When is Congress going to pass a health care reform bill that’s good for everyone?

They’re elected to represent us, not to pass laws good for us and different for them. They should have the same insurance as us, and they should have to live on the same level as us.

I think it’s time to change the Congress and put people in office that remember the people they work for instead of big business.

Thomas H. Borcherding
UAW Local 699 retiree
Vassar, Mich.

Look at the whole enchilada

In my 43 years as a dues-paying union member, I’ve seen many good things the union has done for its membership. However, endorsing government-controlled health care is not one of them.
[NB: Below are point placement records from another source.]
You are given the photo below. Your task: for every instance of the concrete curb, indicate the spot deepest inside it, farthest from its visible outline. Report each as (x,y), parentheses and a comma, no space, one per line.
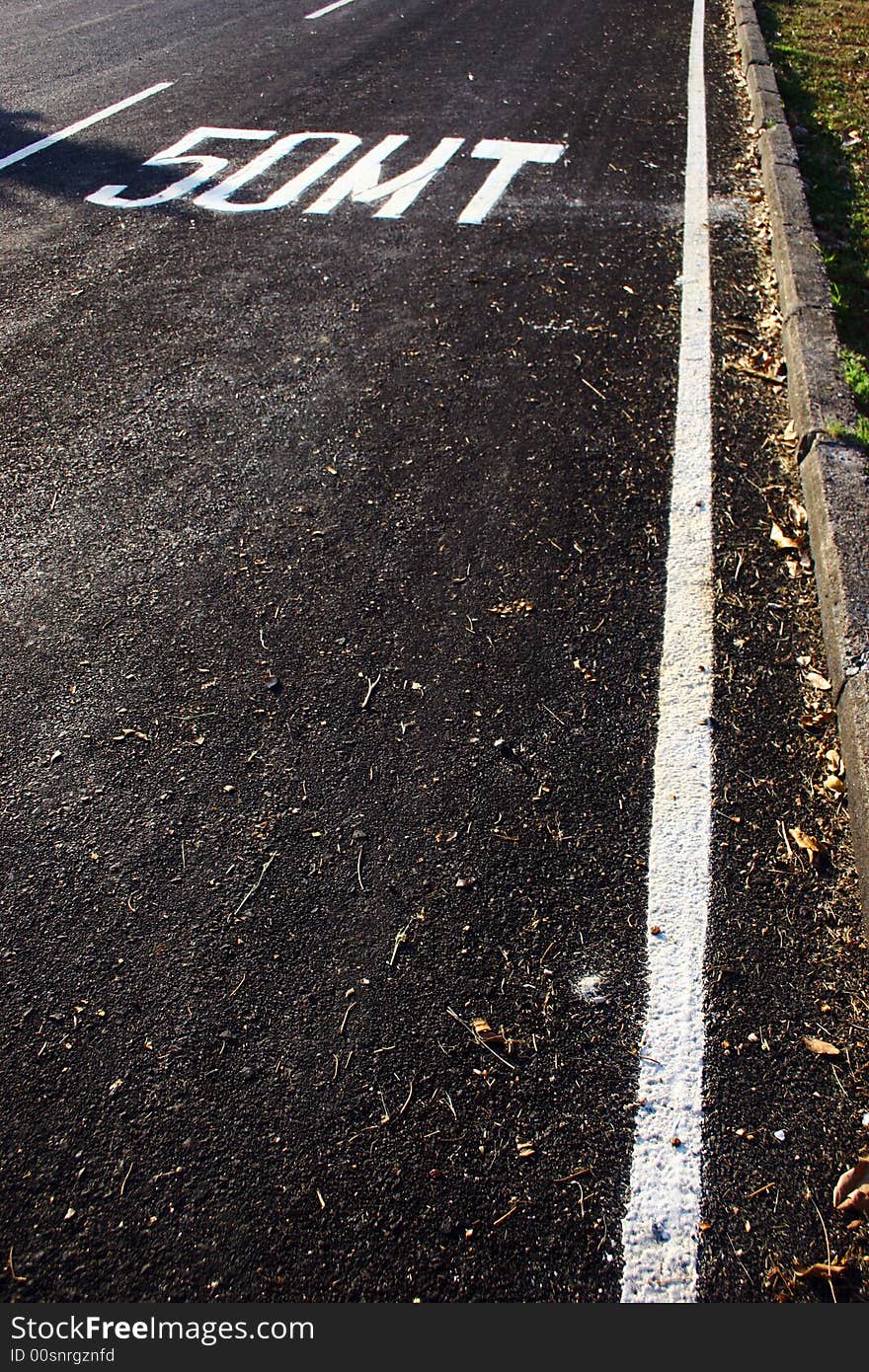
(833,471)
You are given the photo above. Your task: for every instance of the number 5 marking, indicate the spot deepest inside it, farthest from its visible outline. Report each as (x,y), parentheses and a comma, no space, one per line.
(206,168)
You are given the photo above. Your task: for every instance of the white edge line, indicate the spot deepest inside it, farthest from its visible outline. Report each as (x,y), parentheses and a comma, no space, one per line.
(328,9)
(81,123)
(659,1234)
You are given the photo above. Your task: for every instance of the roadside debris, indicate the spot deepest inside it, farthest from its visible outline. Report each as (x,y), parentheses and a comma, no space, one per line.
(851,1191)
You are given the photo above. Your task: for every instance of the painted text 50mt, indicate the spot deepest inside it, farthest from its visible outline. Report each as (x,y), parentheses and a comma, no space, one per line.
(361,182)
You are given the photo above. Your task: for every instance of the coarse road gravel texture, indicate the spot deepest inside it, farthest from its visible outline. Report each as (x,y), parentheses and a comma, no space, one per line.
(333,589)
Please look carefully at both sides of the coin before you endorse it. Too many times anything or anybody with a “D” after their name gets an automatic “attaboy” without researching the whole enchilada.

Bill Kendall
UAW Local 371 retiree
Seymour, Ind.

Inspire and save lives

I want to thank you for publishing the article “Organ Donation is Life” in the March-April magazine. My husband Stephen Hanna (UAW Local 686) was on the transplant list at Strong Memorial in Rochester, N.Y., for nearly two years waiting for a liver transplant.

Sadly, he passed away Aug. 23, 2009, before a liver became available.

I hope your story will inspire more people to become organ donors, and perhaps more lives will be saved.

Mary Hanna
Lockport, N.Y.

Know who built it

I just wanted to express my appreciation for the first-rate information on the UAW website (uaw.org) and the hard-hitting truth contained in Solidarity.

Only American cars are allowed in my driveway. To me that has always meant GM, Ford or Chrysler names. I was a union member for 27 years (IAMAW), and I understand what it’s like to be blamed for failures of shortsighted and corrupt corporate leadership.

But I’ll never understand how so many union brothers and sisters have turned to foreign-built cars to save a few dollars, while complaining about the outsourcing of their own jobs.

Your 2010 list of union-built vehicles made in the United States and Canada surprised me. I didn’t know Toyota was on that list. It’s important that all buyers have access to knowledge of who built the vehicles, in what country, and whether they received a living wage and progressive benefits.

There are some of us who still care about that. Even during these darkest days, the UAW stands as an example of the strength, intelligence and integrity of American workers.
If we are smart, it will stand as our future.

Tom Litchard
IAM District 141
Winston-Salem, N.C.

(Editor’s note: Brother Litchard’s right: What you drive, drives America. And when it comes to supporting U.S. jobs and rebuilding our economy, the choice is clear: Public support for the domestic auto industry makes sense, and it also makes sense to buy quality, union-made vehicles. Unfortunately, the Toyota Corolla and Tacoma pickup are no longer produced in a UAW-represented facility. On April 1 Toyota closed its NUMMI plant in Fremont, Calif., leaving 4,500 UAW Local 2244 members out of jobs. Toyota recently announced a joint venture with Tesla in the closed NUMMI plant. The UAW is fighting to get our NUMMI workers hired by seniority at Toyota Tesla and to get the company to recognize the union and commit to substantial product for the plant.)